Entre catastrophe écologique et accélération technologique, De quel progrès avons-nous besoin ? de Bruno Markov explore les dilemmes d’une Anthropocène prise au piège de ses propres contradictions. À travers le parcours de Pascal, un décideur tiraillé entre rationalité individuelle et absurdité collective, l’auteur propose une analyse lucide des dogmes qui nous enferment.
« Le fonctionnement de nos sociétés repose sur l’hypothèse d’une croissance infinie. Si ces exponentielles s’arrêtent, tous les mécanismes de l’économie se grippent : inflation, taux d’intérêt, investissement, dette, services publics… ». Markov commence par poser le cadre de son analyse pénétrante sur la discordance du progrès moderne : le futur, tel qu’il se dessine, est marqué par une double dynamique. D’un côté, le réchauffement climatique, l’effondrement des écosystèmes et la crise des ressources ; de l’autre, une poussée technologique incarnée par l’intelligence artificielle et l’homme augmenté. Ces deux forces, loin de se compenser, s’amplifient mutuellement dans un jeu pervers qui aggrave la polycrise actuelle.
En s’appuyant sur le personnage de Pascal, Markov nous fait vivre ces ultimatums de l’intérieur. Pascal, expert en stratégie et innovation, anticipe toujours les grandes tendances, des énergies renouvelables à l’intelligence artificielle. Visionnaire, il conseille chefs d’État et dirigeants. Présenté comme un « parieur de l’avenir », chaque décision qu’il prend repose sur des projections soigneusement calculées. Pourtant, ces calculs sont enfermés dans les règles d’un système économique et technologique où « accélérer » semble toujours plus rationnel qu’« atterrir ». Cette tension, que Markov illustre par la m étaphore de l’avion, est au cœur de son propos : comment freiner sans s’écraser dans un monde obsédé par le développement ?
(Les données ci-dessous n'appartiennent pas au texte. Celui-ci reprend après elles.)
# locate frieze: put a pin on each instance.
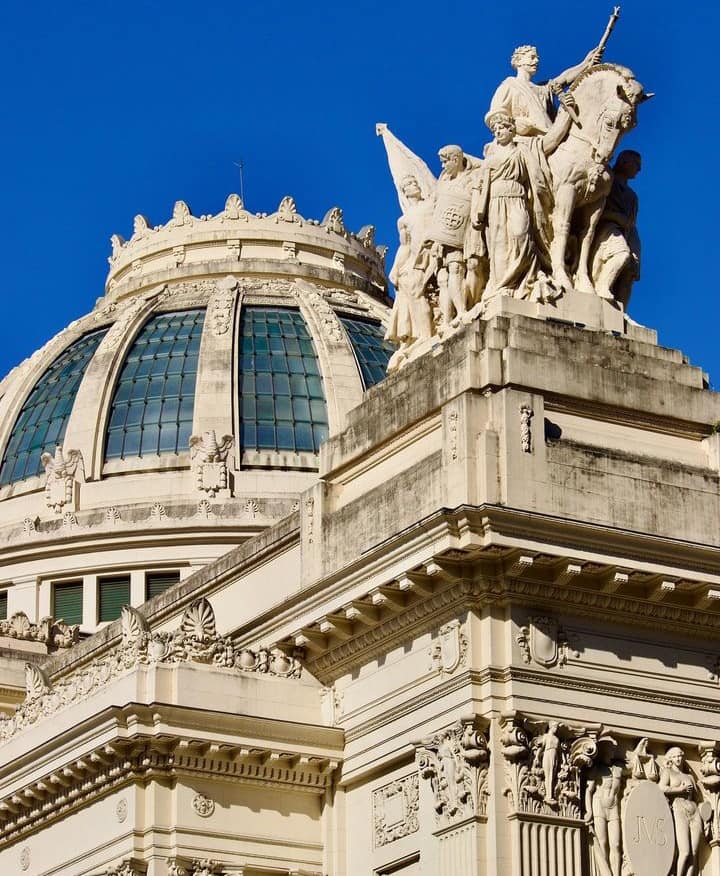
(196, 640)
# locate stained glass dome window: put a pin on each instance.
(43, 419)
(152, 409)
(371, 349)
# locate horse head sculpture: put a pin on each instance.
(606, 100)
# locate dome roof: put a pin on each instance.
(188, 407)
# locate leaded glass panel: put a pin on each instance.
(371, 349)
(282, 398)
(43, 418)
(152, 408)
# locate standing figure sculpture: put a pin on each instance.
(451, 242)
(615, 257)
(411, 317)
(515, 207)
(681, 790)
(530, 105)
(602, 815)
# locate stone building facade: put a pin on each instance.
(473, 629)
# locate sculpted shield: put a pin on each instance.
(648, 831)
(543, 640)
(450, 218)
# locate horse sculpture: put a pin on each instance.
(606, 99)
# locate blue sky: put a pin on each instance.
(115, 109)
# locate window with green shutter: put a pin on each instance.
(67, 602)
(113, 593)
(158, 582)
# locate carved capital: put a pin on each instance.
(209, 461)
(456, 762)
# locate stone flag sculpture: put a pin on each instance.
(540, 217)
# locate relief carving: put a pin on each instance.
(221, 303)
(54, 634)
(450, 647)
(396, 809)
(456, 763)
(60, 485)
(196, 640)
(544, 641)
(209, 461)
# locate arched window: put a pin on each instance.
(371, 349)
(41, 423)
(152, 409)
(282, 398)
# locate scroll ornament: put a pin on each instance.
(196, 641)
(456, 762)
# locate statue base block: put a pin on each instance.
(579, 308)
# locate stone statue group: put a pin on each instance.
(541, 214)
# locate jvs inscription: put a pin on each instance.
(648, 831)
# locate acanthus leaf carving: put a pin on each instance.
(60, 484)
(196, 640)
(209, 461)
(50, 632)
(456, 761)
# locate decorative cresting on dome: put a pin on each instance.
(283, 242)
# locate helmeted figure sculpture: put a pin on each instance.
(540, 217)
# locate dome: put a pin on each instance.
(184, 413)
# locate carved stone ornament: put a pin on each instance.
(196, 640)
(395, 810)
(648, 831)
(220, 306)
(54, 634)
(129, 867)
(333, 331)
(204, 806)
(543, 764)
(544, 641)
(449, 649)
(209, 461)
(456, 763)
(60, 485)
(121, 810)
(526, 415)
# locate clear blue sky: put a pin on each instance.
(114, 109)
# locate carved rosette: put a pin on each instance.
(60, 483)
(196, 641)
(455, 761)
(396, 809)
(209, 461)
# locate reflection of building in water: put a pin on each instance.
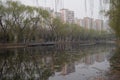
(68, 68)
(90, 59)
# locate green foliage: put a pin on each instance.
(114, 15)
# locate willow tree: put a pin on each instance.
(114, 16)
(20, 23)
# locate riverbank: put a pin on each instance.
(23, 45)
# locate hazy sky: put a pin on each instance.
(92, 8)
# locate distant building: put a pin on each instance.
(88, 22)
(67, 15)
(99, 24)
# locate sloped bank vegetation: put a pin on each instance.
(27, 24)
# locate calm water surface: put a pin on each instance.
(51, 63)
« Pascal sait que le premier à s’engager vers l’atterrissage perdra en compétitivité par rapport à ses concurrents, qui, à coup sûr, s’engouffreront dans cette brèche pour gagner des parts de marché ou de l’attractivité auprès des investisseurs. Quand bien même Pascal ne se laisserait pas intimider et repenserait son modèle économique afin que son chiffre d’affaires soit indexé sur la santé des écosystèmes dont il dépend, cela n’aurait qu’un impact infime tant que sa chaîne de valeur, ses clients et fournisseurs, les clients de ses clients, les fournisseurs de ses fournisseurs, etc ».
Comment freiner sans s’écraser dans un monde obsédé par le développement ?
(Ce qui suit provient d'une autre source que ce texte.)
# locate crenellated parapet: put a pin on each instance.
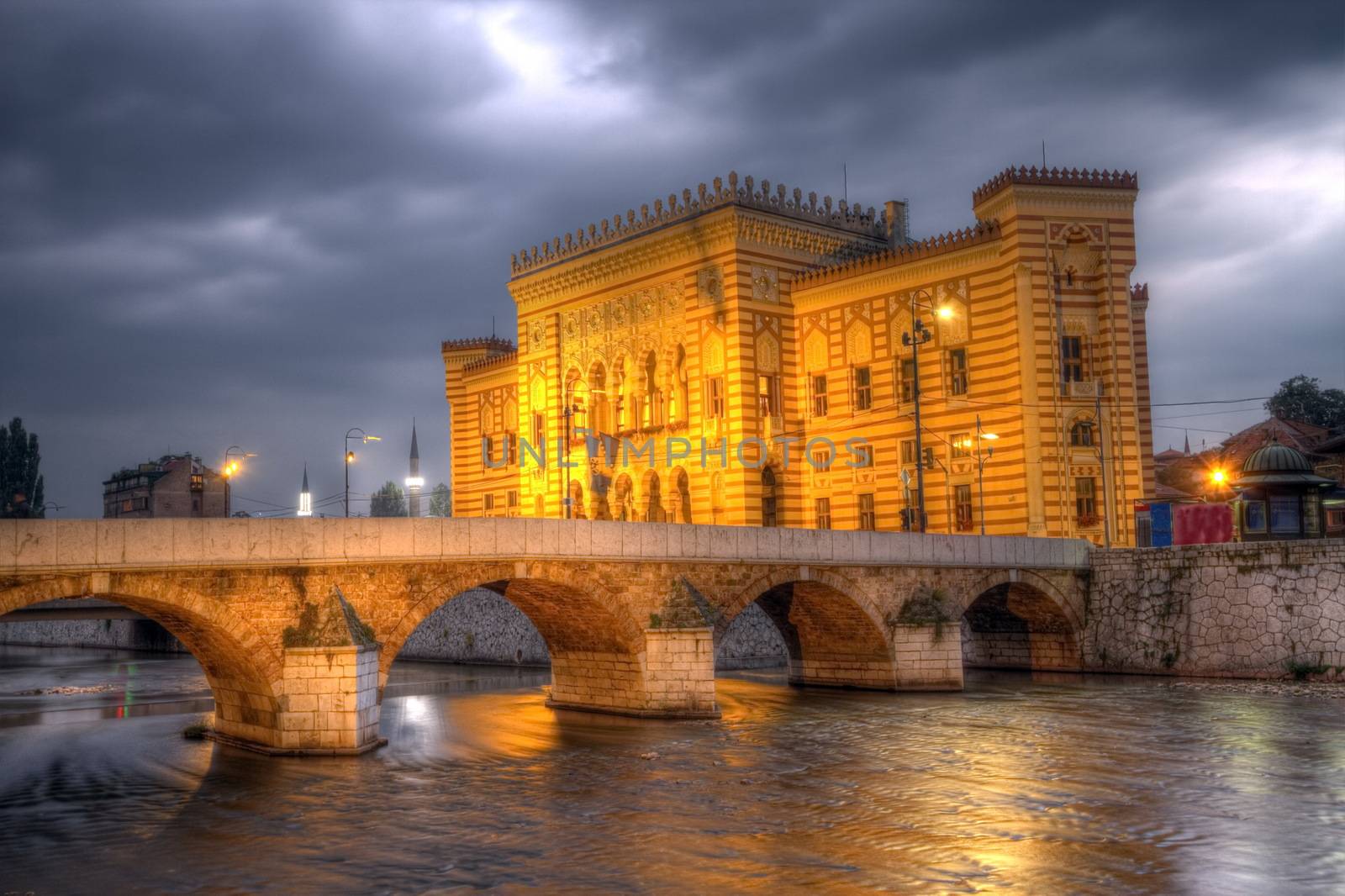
(1056, 178)
(497, 343)
(981, 233)
(508, 358)
(750, 194)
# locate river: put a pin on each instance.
(1035, 783)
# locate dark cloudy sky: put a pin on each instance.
(253, 222)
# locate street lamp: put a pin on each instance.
(918, 336)
(350, 456)
(232, 468)
(981, 468)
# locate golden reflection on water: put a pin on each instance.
(1039, 784)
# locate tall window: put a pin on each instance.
(862, 456)
(822, 508)
(770, 515)
(716, 389)
(1284, 514)
(768, 396)
(962, 495)
(958, 372)
(1086, 499)
(908, 380)
(868, 519)
(1073, 358)
(820, 396)
(862, 389)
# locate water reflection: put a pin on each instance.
(1058, 783)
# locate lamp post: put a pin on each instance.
(918, 336)
(572, 409)
(230, 470)
(350, 456)
(981, 470)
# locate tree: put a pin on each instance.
(388, 501)
(1304, 398)
(20, 483)
(440, 502)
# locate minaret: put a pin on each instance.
(414, 479)
(306, 502)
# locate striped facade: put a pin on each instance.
(715, 347)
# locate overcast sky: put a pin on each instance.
(253, 222)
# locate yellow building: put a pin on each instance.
(721, 340)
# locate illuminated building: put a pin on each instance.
(743, 311)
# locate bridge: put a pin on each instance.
(296, 622)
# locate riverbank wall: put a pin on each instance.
(1269, 609)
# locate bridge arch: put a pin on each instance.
(596, 649)
(242, 669)
(1019, 619)
(833, 631)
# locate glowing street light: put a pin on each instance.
(232, 468)
(918, 336)
(350, 456)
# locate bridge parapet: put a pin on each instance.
(34, 546)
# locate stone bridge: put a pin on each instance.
(296, 622)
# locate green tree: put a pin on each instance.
(1304, 398)
(388, 501)
(20, 483)
(440, 502)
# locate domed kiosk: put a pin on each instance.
(1279, 497)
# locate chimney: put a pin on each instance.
(896, 212)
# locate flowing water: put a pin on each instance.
(1033, 783)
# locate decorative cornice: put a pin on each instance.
(699, 237)
(1056, 178)
(491, 361)
(912, 252)
(896, 279)
(609, 232)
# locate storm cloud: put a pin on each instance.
(252, 222)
Les « verrous systémiques » : un piège conceptuel
Un des apports majeurs du livre réside dans son exploration des « verrous systémiques », ces mécanismes qui enferment les individus et les institutions dans des choix collectivement destructeurs. Markov utilise ici le principe du « dilemme du prisonnier » issu de la théorie des jeux : même si atterrir, ralentir la croissance ou repenser les priorités serait rationnel à l’échelle globale, les acteurs isolés, comme Pascal, sont contraints d’accélérer par peur de perdre leur compétitivité.